The Darkness is a haunted house attraction located in St Louis, Missouri, owned by Larry Kirchner, who has a long history of operating haunted houses in the St. Louis area. The Darkness opened in 1994. The place has been considered one of the scariest haunted houses in America.

According to Lisa Morton the attraction is praised for its Hollywood quality special effects and in 2013 the site Haunted World listed the Darkness under 2 in the list of best haunted houses of all time.

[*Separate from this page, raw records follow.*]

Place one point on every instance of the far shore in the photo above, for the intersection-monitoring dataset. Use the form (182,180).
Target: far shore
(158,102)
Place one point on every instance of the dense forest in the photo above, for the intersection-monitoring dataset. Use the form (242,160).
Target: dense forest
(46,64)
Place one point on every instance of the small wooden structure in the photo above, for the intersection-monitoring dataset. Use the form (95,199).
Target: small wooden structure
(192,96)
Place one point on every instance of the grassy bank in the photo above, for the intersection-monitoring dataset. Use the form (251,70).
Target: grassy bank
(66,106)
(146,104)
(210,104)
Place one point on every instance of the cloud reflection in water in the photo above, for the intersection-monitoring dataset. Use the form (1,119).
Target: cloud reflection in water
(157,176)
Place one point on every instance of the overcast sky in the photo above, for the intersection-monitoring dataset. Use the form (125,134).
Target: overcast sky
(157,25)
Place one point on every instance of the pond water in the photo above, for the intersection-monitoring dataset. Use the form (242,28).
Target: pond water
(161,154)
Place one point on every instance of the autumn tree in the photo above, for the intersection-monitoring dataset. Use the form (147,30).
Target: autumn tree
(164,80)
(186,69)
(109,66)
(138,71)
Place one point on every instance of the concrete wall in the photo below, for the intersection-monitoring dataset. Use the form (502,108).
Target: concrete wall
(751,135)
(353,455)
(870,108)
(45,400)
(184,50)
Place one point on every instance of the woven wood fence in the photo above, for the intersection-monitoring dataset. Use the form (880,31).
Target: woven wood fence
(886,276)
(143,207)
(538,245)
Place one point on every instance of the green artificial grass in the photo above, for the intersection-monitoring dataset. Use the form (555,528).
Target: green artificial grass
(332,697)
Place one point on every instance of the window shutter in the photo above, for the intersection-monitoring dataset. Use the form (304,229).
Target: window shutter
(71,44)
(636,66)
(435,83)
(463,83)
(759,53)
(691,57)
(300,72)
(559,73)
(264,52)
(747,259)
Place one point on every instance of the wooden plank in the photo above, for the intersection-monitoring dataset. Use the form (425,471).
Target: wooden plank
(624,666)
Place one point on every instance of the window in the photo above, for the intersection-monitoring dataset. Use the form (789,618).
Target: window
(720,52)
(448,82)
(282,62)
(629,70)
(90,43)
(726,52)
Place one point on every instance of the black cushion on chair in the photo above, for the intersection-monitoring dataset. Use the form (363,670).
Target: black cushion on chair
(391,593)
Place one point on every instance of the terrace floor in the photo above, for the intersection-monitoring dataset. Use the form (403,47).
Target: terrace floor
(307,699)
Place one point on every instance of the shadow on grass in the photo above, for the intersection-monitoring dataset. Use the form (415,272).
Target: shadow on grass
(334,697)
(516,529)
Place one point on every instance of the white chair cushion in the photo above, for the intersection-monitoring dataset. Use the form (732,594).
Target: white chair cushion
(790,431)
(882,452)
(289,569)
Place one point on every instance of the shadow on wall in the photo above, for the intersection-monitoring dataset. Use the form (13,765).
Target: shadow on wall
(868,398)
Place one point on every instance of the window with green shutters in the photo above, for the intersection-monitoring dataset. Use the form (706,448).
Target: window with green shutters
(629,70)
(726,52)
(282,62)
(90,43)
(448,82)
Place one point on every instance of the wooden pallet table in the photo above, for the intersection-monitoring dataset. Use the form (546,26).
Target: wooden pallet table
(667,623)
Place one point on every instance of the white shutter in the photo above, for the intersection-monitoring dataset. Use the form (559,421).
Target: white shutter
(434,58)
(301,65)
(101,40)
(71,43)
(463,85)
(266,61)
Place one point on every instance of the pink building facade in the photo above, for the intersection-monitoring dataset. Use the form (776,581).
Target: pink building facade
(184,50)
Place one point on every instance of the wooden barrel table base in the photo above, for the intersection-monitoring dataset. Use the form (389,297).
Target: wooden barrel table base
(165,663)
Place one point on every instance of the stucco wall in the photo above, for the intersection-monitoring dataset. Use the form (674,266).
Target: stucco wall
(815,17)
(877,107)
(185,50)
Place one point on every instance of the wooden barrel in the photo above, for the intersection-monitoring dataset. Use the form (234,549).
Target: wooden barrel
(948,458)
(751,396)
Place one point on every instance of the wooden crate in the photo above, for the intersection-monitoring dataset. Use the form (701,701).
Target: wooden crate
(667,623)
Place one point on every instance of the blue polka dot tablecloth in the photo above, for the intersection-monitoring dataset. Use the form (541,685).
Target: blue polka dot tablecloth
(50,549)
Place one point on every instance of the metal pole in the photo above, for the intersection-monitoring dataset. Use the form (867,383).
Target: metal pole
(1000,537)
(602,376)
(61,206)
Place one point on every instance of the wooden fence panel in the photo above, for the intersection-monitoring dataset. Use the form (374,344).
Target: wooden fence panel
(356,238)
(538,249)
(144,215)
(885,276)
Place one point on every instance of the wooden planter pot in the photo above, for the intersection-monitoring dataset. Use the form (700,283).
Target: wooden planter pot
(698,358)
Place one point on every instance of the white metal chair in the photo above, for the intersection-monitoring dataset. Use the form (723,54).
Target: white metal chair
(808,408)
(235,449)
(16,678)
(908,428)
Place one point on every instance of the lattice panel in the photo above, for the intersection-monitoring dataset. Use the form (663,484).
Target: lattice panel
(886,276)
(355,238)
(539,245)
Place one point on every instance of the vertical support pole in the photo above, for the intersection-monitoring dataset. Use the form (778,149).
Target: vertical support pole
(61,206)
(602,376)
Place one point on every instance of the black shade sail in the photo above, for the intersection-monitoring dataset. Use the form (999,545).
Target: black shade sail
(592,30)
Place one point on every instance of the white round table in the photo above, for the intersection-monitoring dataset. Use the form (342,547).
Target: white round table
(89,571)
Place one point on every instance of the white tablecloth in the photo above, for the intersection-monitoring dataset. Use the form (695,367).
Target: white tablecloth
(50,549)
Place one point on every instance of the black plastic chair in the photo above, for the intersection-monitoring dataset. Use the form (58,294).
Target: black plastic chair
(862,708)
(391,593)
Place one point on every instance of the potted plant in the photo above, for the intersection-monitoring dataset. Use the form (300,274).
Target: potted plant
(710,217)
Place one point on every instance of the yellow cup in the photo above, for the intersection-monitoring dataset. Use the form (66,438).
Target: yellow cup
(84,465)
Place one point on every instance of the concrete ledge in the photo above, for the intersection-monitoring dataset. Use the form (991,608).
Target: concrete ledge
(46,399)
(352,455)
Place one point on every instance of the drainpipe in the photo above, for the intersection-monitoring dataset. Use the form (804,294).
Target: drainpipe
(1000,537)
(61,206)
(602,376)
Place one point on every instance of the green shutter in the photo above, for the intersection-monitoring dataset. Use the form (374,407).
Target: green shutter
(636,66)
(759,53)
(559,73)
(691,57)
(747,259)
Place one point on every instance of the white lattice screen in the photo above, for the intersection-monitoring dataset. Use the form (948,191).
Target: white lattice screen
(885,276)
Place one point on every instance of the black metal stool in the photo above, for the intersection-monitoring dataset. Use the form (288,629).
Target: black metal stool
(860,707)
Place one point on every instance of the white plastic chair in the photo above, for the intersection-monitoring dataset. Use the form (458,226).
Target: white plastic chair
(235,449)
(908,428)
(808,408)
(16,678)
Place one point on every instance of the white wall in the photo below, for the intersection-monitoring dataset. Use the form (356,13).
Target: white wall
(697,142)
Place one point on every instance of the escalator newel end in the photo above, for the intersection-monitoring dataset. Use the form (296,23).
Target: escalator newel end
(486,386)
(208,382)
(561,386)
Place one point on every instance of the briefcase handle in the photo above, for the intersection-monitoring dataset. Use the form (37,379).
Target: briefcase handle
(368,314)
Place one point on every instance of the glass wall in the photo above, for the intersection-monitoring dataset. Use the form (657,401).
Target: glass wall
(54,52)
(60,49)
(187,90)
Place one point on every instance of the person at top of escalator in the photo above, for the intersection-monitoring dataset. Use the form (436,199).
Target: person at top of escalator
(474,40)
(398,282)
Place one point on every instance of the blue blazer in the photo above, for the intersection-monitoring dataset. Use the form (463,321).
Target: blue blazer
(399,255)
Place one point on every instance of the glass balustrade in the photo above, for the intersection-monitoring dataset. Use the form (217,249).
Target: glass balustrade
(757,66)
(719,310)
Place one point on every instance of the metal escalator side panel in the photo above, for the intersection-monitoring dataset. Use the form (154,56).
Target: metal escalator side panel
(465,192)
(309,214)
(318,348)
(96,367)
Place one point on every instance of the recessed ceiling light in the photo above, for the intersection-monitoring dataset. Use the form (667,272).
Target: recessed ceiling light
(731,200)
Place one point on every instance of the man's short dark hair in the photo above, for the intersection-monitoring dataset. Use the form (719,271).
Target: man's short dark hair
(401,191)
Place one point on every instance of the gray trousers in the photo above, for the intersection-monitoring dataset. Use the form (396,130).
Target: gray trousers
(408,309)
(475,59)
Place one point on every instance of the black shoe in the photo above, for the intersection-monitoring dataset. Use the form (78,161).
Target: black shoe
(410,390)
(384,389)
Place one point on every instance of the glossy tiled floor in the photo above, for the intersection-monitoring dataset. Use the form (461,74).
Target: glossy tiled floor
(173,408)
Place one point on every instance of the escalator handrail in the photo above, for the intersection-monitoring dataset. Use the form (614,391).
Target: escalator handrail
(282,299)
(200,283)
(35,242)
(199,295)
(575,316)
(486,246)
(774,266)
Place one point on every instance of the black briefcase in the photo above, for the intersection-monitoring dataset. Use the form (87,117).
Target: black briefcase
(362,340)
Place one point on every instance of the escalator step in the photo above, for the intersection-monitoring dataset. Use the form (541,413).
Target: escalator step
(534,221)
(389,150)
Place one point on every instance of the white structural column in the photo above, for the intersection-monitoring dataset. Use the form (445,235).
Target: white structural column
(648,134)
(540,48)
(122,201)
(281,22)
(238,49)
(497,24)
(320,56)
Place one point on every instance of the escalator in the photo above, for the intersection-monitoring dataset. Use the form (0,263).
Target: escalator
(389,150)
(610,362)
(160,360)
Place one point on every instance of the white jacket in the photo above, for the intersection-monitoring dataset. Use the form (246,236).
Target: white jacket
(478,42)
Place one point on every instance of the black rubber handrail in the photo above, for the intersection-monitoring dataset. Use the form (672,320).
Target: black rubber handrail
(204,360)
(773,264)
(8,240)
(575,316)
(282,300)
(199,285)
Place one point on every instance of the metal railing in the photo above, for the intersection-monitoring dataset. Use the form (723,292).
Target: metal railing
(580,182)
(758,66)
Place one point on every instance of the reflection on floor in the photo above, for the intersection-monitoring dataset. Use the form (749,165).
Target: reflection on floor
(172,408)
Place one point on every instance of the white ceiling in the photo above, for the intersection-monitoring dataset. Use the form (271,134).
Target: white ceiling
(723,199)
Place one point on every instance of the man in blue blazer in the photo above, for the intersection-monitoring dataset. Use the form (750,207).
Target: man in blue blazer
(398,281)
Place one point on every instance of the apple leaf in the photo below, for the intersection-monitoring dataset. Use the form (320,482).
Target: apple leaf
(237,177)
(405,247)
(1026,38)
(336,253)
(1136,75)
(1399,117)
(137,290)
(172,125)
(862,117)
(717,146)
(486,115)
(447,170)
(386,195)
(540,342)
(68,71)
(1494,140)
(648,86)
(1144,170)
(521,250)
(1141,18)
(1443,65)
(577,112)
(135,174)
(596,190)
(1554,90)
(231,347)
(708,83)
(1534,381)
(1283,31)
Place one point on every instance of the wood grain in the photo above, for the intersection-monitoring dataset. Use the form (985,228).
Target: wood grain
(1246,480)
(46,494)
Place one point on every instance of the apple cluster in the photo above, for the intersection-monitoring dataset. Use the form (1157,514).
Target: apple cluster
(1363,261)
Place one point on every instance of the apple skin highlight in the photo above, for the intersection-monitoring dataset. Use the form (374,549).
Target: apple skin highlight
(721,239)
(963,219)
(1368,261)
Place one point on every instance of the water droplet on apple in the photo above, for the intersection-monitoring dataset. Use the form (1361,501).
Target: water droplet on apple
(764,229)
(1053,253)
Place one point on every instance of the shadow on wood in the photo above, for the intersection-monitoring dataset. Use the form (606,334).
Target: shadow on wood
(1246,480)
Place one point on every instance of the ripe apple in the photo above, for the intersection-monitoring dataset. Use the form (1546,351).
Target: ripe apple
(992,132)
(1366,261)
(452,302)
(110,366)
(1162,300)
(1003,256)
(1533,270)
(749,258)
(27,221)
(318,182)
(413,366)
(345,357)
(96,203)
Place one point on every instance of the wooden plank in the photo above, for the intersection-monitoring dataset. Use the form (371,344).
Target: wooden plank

America Haunts, a national association of haunted attractions, praised the Darkness  and assigned it legendary status.  

As of 2022 it is currently on its 29th year of operation.  The Darkness first started life in the old Welch Baby Carriage Factory in downtown St Louis (Soulard area).  After ten years their original building was sold to be developed into apartments, the owners of The Darkness bought the building next door.  After buying their current location they expanded the building to add another 10,000 square feet and added Terror Visions 3D, Horror Gift Store and actors area on the bottom floor.  In 2017 the owners of The Darkness bought another building next door to The darkness and opened St Louis Escape.  St Louis Escape features 7 escape rooms including Jurassic Island, Frankenstein, Dracula, Cellar, Blackbeards Curse, Wonderful Wizard of Oz, and Haunted Hotel.  In 2020 St Louis Escape added a 1980's themed Blacklight Mini Golf called Retro Golf.

The Darkness and St Louis Escape are two of St Louis' top tourist attractions.  The owners of The Darkness helped bring the National Haunted House and Halloween Tradeshow to St Louis 13 years ago (Transworld).  The Darkness with St Louis Escape open for haunt/escape owner/operators each year offering behind the scenes tours.  The Darkness has been featured by virtually every youtuber and national reality show from Grim Life Collective, Carpetbagger to reality shows like Shipping Wars, Travel Channel specials to Modern Marvels, Myth Busters and more.